Right now, I’m flirting with 115k, and really hoping some of my upcoming scenes lose some words and stay below their projected length.
I did some homework with Scrivener in Outliner mode to see where things went wrong. (And don’t you just love Scrivener? All those features … but I digress, and the clock is ticking on my five hundred word post—)
(The ‘target’ word count is the count for my first draft of the scenes.)
Does this mean my novel is doomed? Will my word count woes spell the ultimate collapse of my fragile publication dreams?
And, how do these bounteous word counts befall me, anyway?
Allow me, before this post’s word count kicks my prolific butt, to give an example.
“This is going to sound weird,” Nick said. Another wave rushed under Libra’s feet, and Nick pulled her away from the water. “Sure you don’t mind the water?”
“Not at all.” Libra smiled as the sand tickled her toes. “But tell me, what’s weird?”
“I saw you, twice before the night of the accident.”
Warning: My post crossed the 500 word mark in the middle of that excerpt. So, you can stop reading …
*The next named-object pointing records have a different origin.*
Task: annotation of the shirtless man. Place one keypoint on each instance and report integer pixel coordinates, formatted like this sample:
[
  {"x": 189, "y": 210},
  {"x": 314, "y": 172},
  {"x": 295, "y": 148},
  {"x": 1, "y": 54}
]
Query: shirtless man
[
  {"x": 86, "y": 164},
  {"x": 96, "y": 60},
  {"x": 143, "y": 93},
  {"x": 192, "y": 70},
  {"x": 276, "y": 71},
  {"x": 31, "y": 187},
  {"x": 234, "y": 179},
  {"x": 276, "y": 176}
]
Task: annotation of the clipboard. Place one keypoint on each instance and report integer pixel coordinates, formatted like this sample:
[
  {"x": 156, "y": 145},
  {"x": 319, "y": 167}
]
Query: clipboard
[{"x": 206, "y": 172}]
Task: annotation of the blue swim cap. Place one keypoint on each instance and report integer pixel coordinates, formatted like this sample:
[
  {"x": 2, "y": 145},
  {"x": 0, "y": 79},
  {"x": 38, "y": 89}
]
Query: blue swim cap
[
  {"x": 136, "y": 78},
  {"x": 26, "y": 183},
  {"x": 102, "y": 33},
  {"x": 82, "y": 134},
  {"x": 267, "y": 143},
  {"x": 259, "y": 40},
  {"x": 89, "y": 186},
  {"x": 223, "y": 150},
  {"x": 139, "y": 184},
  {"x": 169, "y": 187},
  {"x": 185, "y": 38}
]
But, like the blabbermouth I am, I decided this was choppy and sounded somewhat unnatural. I revised it to this:
Another wave rushed under Libra’s feet, and Nick pulled her away from the surf. “Sure you don’t mind the water?”
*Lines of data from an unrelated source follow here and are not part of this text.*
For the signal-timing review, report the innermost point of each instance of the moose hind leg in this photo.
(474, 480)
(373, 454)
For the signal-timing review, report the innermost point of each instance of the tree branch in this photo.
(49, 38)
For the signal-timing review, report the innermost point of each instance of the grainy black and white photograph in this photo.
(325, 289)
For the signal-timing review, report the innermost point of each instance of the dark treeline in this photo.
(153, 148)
“Not at all.” Libra smiled as the sand tickled her toes. She caught sight of Nick’s eyes in the moonlight before he turned to hide his face as if in shame.
“This is going to sound weird,” Nick said. “And I don’t know if I should even tell you this. You’ll think I’m nuts.”
“I would never think you’re nuts.”
“Cross my heart. So tell me―what’s weird?”
“I saw you, twice, before the night of the accident.”
Oh, dear. My five hundred words came and went about two hundred words ago…
What do you think, insecure writers? How do you make every word count? Anybody got a weed wacker in their novel revision toolshed? I could really use one right now!